The bad news is that current Ontario policy is to end the stay-at-home order for almost everywhere in the province. Starting next Tuesday, we’ll be reverting to the regional framework we had in the fall and early winter everywhere except Toronto, York, and Peel (those regions will follow the week after). The government, and Chief Medical Officer of Health David Williams, has insisted repeatedly that this isn’t a “reopening” and that people shouldn’t go wild. Obviously, that’s correct. But we’re still talking about a relaxation of public-health measures that have worked, whether you credit the stay-at-home order or the provincewide lockdown that preceded it.
And the government’s decision to move March break into mid-April — whatever the merits of that decision in isolation— add further confusion, since the modelling also shows cases starting to trend back upwards in late March. The modelling doesn’t peer into April itself, but if you believe it is basically right — as the government says it does — then it’s weird to assume that cases will immediately start trending back down. The modelling might be wrong — indeed, as far out as late March, it’s bound to be wrong in some way. But it’s supposed to be forming the basis for the government’s planning and policies, and in some very basic ways the modelling and the announced policies don’t match. It’s a simple enough question: If the third wave is coming, what should Ontario be doing to take that threat seriously?
I don’t think that Ontario necessarily needs to go back into a harsh lockdown and a renewed stay-at-home order (though that might end up being the answer we choose, either by action or omission). There are still, today — now, as you read this — things the government could do that would help push the needle in the other direction, away from explosive infection growth.
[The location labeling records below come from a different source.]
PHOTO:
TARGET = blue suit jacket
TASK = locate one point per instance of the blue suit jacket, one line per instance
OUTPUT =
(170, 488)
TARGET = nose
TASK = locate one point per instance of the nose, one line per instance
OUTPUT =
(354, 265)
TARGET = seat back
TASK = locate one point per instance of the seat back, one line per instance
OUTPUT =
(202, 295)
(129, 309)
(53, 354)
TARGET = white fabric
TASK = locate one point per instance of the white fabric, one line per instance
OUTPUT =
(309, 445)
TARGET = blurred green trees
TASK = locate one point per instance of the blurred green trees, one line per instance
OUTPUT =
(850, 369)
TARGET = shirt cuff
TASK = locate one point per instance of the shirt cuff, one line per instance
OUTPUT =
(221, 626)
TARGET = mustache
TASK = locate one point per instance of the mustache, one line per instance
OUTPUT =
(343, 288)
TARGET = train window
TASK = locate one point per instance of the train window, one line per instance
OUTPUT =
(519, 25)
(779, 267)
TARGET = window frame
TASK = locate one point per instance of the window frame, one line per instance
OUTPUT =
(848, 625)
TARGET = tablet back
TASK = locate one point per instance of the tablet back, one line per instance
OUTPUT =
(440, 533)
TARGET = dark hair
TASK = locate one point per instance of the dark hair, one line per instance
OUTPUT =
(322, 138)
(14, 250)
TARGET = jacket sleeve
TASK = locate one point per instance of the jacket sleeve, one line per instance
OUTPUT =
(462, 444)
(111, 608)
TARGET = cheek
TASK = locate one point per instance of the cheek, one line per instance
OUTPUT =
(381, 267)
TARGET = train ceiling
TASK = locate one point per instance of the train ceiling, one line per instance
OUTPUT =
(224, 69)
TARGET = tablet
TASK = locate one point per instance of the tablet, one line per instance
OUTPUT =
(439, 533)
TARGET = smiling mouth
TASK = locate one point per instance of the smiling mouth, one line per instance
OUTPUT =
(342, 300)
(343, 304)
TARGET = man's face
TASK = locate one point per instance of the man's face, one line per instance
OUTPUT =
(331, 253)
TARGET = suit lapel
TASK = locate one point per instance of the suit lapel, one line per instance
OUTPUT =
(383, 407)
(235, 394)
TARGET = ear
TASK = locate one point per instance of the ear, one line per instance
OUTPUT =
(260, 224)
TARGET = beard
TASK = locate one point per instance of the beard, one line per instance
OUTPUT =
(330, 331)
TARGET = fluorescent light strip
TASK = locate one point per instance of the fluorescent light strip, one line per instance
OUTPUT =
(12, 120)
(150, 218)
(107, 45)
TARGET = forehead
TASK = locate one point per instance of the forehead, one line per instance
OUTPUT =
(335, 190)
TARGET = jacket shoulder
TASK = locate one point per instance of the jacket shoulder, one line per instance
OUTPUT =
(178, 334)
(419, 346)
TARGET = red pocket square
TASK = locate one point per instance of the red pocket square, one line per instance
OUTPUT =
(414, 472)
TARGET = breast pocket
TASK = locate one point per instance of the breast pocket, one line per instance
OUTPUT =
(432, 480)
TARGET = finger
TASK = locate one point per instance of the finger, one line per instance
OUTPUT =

On the topic of paid sick leave, people have gone from “inquiring” to “calling for” to “demanding” to “pleading.” The Tories can change their minds any time they choose; there’s even an NDP private member’s bill coming up at the legislature for it.
There are other measures the Tories could pursue. Using more of the rapid tests they were so adamant about needing last year would almost certainly help. There’s no end to the ideas being floated as ways to help push our Rt number lower and lower. The only silver bullet is the vaccine, and even that won’t save us until well over half the population has been inoculated. So, in the meantime, there’s just a series of choices — each one pushing us closer to or further from a disaster.
This article has been updated with new estimates related to Ontario's reproductive number.